Obowiązujące od początku 2006 r. przepisy o tzw. wiążących porozumieniach cenowych okazały się przydatne dla biznesu. Wprawdzie firmy zawierają je z fiskusem nieco rzadziej niż w krajach Europy Zachodniej, ale mogą je szybciej uzyskać.
Porozumienia te, znane pod skrótem APA (z ang. Advanced Price Arrangements), dotyczą cen transferowych stosowanych między podmiotami powiązanymi. To rodzaj glejtu dla podatnika, który przedstawia Ministerstwu Finansów metodę kalkulacji takich cen w swojej grupie kapitałowej. W zamian uzyskuje na okres do pięciu lat gwarancję, że fiskus nie będzie mu zarzucał ucieczki przed opodatkowaniem w Polsce (o ile podatnik przestrzega porozumienia).
Jak podaje MF, dotychczas zawarto 39 takich porozumień, a w 14 przypadkach wydano inne rozstrzygnięcia (np. umorzenie postępowania). Obecnie obowiązuje ich 17.
Na tle innych krajów Unii Europejskiej takie liczby wydają się niewielkie. Według danych Komisji Europejskiej na koniec 2014 r. w Niemczech obowiązywały 24 APA, na Węgrzech 79, w Belgii 110, a w Luksemburgu aż 347 (niektóre z tych ostatnich zakwestionowała KE). Są jednak kraje, np. Bułgaria, Cypr czy Słowenia, w których zawieranie APA w ogóle nie jest możliwe.
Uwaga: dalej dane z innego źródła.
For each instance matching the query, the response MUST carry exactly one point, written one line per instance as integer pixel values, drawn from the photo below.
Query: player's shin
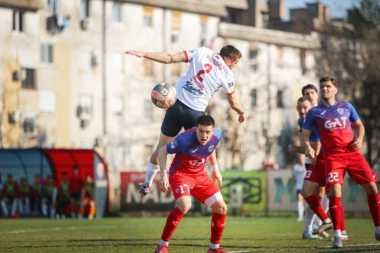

W Polsce na zawarcie porozumienia czeka się krócej niż w innych krajach. Jeśli dotyczy relacji z państwami UE, czeka się średnio 7,5 miesiąca, a z innymi krajami 33,5 miesiąca. W Wielkiej Brytanii okresy te wynoszą odpowiednio 14 i 35 miesięcy, a w Austrii 43 i 59 miesięcy.